Ja wenn man dir jetzt einen Weiterbewilligungsantrag zugeschickt hat, dann dürfte es bei deiner Krankengeschichte sicherlich sinnvoll erscheinen, wenn du alle aktuelle Befunde direkt beifügst, welche ggf. aufzeigen das es mit deiner Gesundheit keineswegs besser geworden ist - eher im Gegenteil. Je mehr aktuelle ärztliche Befunde du der DRV von dir vorlegen kannst, je besser können die dann durch ihren ärztlichen Dienst beurteilen wie es aktuell aussieht.

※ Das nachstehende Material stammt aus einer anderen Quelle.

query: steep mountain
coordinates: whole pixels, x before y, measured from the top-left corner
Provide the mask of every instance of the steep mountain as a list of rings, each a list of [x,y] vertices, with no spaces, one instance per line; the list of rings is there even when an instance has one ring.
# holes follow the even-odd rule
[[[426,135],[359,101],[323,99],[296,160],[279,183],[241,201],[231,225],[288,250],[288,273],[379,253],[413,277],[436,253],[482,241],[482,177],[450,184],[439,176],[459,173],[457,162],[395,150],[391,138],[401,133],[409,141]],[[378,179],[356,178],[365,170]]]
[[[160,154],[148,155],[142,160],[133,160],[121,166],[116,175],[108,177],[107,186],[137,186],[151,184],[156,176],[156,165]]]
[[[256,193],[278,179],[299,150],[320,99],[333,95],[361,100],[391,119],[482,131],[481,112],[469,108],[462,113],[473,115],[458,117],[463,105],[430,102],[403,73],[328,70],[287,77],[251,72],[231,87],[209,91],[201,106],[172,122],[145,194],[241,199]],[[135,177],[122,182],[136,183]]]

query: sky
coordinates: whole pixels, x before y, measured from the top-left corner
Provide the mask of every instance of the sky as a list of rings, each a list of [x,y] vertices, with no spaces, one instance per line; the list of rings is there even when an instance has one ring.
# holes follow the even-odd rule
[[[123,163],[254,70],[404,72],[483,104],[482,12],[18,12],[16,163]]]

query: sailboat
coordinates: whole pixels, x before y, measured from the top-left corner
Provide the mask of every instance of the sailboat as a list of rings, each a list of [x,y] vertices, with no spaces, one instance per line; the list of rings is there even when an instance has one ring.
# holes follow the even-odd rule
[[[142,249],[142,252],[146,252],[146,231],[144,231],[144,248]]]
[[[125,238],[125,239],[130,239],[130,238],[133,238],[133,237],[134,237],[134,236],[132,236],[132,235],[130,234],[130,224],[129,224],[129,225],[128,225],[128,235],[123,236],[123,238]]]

Leider ist die DRV ihrerseits eher selten dazu geneigt sich von Ärzten Befunde anzufordern, warum auch immer.

Es kann sogar durchaus passieren, daß man noch deinen behandelnden Hausarzt diesbezüglich anschreibt um von ihm einen aktuellen Befundbericht anzufordern.

Sofern du bereits aktuelle Befundberichte der dich ansonsten noch behandelnden Ärzte vorliegen hast, dann schicke die gleich als Kopie mit. Je mehr Beweise du für deinen schlechten Gesundheitszustand vorlegst, je mehr kann damit ggf. die Notwendigkeit deiner Rentenverlängerung nachgewiesen werden.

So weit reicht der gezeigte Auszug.